And I don't really like horror-clowns, either. I admit they're creepy, but I'm just tired of it. Insane Clown Posse, Carn-Evil, John Wayne Gacy, IT, Killer Clowns from Outer Space, that movie where the guy somehow turns into a clown as if "clown" is a species and not a profession - miss me with that junk.
What I
do like, however, is Japan's weird take on the clown, which they refer to by the French name,
Pierrot. (Piedmon is named after the Pied Piper of Hamlin for some reason in the English version, but in Japanese he's just Piemon, obviously after pierrot.) Japan mashes it up with harlequins, jesters, and stage magicians more often that not. There's no grotesquery like the clown from Spawn, or ironic ugliness like Gamzee Makara, the designs are more slick and cool. See: Hisoka, Buggy, Harle, Dimentio, Kefka, Douke Bancho, etc.

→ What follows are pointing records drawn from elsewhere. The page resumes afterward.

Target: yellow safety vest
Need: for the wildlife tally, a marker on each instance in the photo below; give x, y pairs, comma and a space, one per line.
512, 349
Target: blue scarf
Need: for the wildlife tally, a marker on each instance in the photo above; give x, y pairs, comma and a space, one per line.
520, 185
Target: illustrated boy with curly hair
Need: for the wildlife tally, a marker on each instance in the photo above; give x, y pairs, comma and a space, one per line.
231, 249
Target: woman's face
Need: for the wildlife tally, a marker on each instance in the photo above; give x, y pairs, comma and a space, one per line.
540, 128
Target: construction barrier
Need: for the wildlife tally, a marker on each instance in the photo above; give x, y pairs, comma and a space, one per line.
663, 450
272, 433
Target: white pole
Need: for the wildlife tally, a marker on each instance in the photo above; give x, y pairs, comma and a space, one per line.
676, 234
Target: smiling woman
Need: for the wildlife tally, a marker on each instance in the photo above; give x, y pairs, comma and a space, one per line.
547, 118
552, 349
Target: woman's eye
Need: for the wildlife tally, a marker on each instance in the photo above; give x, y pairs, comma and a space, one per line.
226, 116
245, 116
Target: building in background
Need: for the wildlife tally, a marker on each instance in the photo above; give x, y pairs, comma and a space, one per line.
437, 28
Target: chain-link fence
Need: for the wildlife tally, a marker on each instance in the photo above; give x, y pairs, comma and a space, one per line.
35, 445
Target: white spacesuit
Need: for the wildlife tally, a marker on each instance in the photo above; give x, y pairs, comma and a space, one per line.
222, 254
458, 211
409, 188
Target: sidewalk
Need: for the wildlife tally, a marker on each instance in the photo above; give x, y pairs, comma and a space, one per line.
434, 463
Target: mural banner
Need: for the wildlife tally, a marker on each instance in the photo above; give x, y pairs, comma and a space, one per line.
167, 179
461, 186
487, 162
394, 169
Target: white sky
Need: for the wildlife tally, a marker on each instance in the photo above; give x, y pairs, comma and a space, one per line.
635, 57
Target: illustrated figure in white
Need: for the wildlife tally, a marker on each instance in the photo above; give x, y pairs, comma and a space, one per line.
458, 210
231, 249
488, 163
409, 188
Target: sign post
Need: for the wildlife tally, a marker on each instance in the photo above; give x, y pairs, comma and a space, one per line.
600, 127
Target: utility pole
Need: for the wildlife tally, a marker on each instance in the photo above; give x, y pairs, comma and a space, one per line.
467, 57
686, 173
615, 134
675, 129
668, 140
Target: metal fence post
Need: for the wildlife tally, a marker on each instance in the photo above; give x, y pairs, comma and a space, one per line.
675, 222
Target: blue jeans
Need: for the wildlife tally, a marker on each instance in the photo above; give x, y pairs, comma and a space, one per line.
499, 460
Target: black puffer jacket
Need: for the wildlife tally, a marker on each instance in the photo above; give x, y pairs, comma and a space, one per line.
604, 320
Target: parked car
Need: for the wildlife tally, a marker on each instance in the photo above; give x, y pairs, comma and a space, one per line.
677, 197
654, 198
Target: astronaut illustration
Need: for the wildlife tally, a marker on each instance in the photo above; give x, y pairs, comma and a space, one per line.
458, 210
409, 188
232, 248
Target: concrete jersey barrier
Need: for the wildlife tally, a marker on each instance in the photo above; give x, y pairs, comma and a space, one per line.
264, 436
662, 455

Anyway, Piedmon clearly comes from that same school of design, and I'm all about it. I especially like how he wears his throwing swords in a cross on his back, and each one has a different suit on the hilt. The way his clothes flair at the shoulders and thighs is neat, too. Somehow those bits of puffiness exaggerate how skeletal-thin he is underneath it.
You know something else cool about Japanese clowns? They don't honk.